La France a pour la deuxième année consécutive battu son record d’exportation d’électricité l’an dernier. Elle enregistre un solde exportateur net de 92,3 térawattheure (TWh) en 2025, a annoncé vendredi le gestionnaire du réseau à haute tension RTE.

« Le précédent record de 2002 (76 TWh) n’a été dépassé qu’en 2024 », avec 89 TWh d’exportations, souligne Thomas Veyrenc, le directeur général économie, stratégie et finances de RTE sur LinkedIn. « On parle ici de volumes considérables : 92 TWh, c’est plus que la consommation annuelle d’un pays comme la Belgique », relève-t-il.

Selon des données provisoires transmises par RTE à l’AFP, la consommation d’électricité en France est restée stable en 2025, corrigée des aléas météorologiques et calendaires, à 449 TWh, toujours en deçà de son niveau des années 2010.

« Elle demeure inférieure, pour la troisième année consécutive, d’environ 6 % à ses niveaux de la période 2014-2019 : la consommation d’électricité du pays n’est donc pas alignée sur ses objectifs de décarbonation et de réindustrialisation », souligne RTE.

Une production qui n’a pas été bradée

La production d’électricité a elle légèrement progressé, de 1 % à 544 TWh, « son niveau moyen antérieur aux crises sanitaire et énergétique ». « Comme en 2024, (elle) a été produite à 95 % à partir de filières bas-carbone », c’est-à-dire nucléaire et renouvelables, indique le gestionnaire.

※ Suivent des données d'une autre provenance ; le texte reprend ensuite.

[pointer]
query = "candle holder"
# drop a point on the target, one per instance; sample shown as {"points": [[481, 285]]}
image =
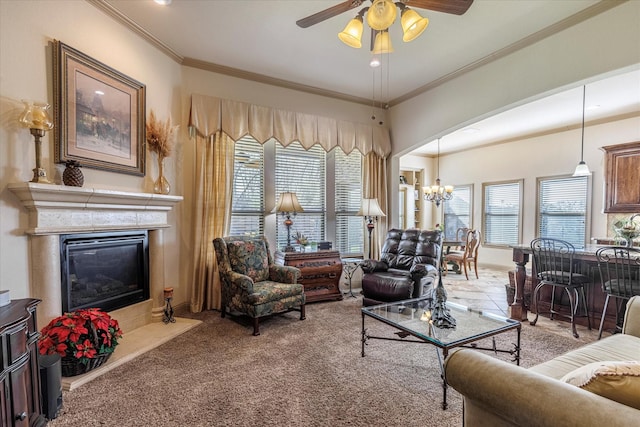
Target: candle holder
{"points": [[168, 309], [36, 118]]}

Les exportations se sont faites vers l’Italie, avec un solde de +22,6 TWh, l’Allemagne et la Belgique (+23,1 TWh), le Royaume-Uni (+22,6 TWh) et la Suisse (+20,1 TWh). Les échanges avec l’Espagne, dont la production électrique est majoritairement issue des énergies renouvelables, sont proches de l’équilibre (+0,2 TWh).

Selon Thomas Veyrenc, ces exportations « contribuent positivement à la balance commerciale de la France » et « génèrent plus de revenus que l’an passé ». Il ne donne pas de chiffre, mais l’an dernier, elles avaient atteint 5 milliards d’euros. « La production française n’a donc définitivement pas été ‘bradée’ en 2025 », souligne-t-il en plaidant une nouvelle fois pour « un plan d’électrification à la hauteur de nos ambitions de souveraineté ».